The low temperature method was adopted to synthesize all-inorganic cesium lead bromide CsPbBr3 nanocrystals (NCs) as the active layer in light-emitting devices. In order to improve film-forming and optoelectronic properties of CsPbBr3 NCs, a surface ligand diphenylammonium bromide (DPABr) was added from 0 to 0.15 mole fraction in proportion to the amount of oleylamine. The experimental results showed that introducing 0.1 mole fraction of DPABr in CsPbBr3 NCs brought the best performance. The SEM and AFM results revealed that smooth and pinhole-free films of CsPbBr3 NCs were formed by introducing DPABr with a low surface roughness of 4.6 nm. The introduced bromide ions can passivate the surface vacancies of CsPbBr3 NCs and improve photoluminescence quantum yield (PLQY) from 38% to 72% compared with the pristine CsPbBr3 NCs.

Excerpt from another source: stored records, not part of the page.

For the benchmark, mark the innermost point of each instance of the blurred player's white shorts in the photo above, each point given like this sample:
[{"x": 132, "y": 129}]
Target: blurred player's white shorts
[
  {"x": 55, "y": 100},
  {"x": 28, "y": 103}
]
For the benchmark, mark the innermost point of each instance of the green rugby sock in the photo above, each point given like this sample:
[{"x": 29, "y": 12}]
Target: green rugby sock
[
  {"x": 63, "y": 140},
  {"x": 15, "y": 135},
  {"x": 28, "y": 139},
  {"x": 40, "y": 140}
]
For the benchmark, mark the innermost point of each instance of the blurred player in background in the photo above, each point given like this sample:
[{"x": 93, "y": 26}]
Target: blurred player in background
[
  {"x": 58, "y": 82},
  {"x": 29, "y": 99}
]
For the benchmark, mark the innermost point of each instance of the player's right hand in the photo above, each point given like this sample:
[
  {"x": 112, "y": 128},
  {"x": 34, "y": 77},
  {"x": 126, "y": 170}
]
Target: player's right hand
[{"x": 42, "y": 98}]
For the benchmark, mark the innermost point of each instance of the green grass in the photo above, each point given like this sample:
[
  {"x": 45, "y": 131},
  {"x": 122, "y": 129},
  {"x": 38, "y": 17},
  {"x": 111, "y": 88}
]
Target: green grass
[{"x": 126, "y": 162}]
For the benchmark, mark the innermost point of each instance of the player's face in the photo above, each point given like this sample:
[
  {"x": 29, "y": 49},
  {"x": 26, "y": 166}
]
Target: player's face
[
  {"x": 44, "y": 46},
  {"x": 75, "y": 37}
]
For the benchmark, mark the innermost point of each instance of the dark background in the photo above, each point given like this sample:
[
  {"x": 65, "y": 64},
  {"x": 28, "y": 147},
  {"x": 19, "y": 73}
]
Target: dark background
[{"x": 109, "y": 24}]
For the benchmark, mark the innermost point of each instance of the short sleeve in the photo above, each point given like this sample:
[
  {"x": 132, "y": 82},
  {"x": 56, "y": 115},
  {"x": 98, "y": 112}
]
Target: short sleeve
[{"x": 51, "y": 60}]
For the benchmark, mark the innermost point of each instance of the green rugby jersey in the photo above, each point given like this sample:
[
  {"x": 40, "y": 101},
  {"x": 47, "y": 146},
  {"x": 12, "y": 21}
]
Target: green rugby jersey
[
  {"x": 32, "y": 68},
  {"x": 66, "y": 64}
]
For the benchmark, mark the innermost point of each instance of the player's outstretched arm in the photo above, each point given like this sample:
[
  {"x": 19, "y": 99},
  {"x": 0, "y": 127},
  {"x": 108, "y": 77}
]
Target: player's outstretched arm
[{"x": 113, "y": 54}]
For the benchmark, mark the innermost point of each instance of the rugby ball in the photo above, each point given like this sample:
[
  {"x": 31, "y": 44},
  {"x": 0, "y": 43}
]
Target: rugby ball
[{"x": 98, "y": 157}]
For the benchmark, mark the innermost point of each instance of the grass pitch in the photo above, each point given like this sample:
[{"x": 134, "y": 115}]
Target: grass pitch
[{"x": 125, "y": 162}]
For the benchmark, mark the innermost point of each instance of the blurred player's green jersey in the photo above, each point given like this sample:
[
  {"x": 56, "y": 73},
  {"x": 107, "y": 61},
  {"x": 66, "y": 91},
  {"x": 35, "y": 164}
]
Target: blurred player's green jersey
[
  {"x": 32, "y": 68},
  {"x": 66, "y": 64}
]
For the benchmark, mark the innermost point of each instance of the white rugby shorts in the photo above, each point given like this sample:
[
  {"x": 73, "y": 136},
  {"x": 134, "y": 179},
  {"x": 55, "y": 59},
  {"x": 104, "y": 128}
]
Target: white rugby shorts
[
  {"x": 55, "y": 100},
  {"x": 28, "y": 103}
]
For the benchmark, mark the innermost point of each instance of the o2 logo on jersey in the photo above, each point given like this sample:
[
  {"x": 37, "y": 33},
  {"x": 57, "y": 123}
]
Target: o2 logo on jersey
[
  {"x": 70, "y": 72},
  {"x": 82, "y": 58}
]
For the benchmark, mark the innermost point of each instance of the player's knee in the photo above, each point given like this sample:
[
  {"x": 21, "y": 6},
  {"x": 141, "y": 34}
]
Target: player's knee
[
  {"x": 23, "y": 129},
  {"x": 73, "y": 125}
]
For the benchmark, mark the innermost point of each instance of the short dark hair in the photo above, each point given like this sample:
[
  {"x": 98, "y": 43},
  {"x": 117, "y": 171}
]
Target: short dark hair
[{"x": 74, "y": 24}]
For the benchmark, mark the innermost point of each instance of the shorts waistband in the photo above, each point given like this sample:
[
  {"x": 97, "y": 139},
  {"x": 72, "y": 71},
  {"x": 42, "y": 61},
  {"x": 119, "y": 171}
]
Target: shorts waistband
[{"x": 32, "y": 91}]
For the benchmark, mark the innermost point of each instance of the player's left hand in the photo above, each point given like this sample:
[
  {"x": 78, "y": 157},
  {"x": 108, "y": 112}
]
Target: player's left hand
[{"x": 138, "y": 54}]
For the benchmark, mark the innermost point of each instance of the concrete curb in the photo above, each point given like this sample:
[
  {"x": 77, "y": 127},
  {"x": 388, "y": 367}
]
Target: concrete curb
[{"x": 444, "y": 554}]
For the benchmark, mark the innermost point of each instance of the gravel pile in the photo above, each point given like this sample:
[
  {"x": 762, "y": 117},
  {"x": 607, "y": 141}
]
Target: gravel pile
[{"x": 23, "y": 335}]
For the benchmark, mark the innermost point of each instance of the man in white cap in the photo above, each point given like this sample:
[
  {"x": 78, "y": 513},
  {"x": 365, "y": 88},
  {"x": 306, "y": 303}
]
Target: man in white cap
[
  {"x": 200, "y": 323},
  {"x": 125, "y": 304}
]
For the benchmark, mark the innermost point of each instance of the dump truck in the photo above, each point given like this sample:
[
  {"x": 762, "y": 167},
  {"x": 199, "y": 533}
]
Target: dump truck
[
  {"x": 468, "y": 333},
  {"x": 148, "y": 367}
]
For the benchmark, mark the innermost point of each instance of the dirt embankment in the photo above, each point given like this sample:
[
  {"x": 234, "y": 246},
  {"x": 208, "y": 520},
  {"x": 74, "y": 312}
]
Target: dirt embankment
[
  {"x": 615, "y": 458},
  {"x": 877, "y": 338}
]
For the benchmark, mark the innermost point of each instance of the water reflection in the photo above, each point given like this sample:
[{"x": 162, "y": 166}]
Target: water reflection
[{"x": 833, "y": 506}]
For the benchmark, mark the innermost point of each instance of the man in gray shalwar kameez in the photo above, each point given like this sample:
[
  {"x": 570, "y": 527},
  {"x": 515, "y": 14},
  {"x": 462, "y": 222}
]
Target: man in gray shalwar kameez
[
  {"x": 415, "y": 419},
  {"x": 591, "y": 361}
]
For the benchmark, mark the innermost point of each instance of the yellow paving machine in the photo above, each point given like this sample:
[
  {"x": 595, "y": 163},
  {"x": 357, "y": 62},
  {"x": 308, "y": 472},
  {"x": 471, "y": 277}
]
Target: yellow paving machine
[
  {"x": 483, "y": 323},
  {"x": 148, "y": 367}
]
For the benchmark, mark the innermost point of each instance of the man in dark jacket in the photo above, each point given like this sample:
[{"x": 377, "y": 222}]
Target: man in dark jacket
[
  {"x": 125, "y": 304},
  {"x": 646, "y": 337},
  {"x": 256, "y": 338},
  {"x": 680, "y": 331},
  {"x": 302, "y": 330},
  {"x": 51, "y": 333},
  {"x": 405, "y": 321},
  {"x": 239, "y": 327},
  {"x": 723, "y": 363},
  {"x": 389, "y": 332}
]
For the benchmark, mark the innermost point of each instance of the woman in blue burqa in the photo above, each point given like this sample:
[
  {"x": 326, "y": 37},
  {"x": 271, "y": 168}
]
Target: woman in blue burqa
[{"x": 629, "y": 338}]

Moreover, shorter and π electron-rich phenyl groups help to increase carrier injection into nanocrystalline core, preventing carriers from being hindered by oleic acid and oleylamine with longer alkyl chains. Therefore, the conductivity of the resulting CsPbBr3 NCs was augmented. The maximum brightness and current efficiency of the optimized device based on CsPbBr3 NCs with 0.1 mole fraction of DPABr were enhanced 2.3- and 3.3-fold, respectively, relative to the pristine one.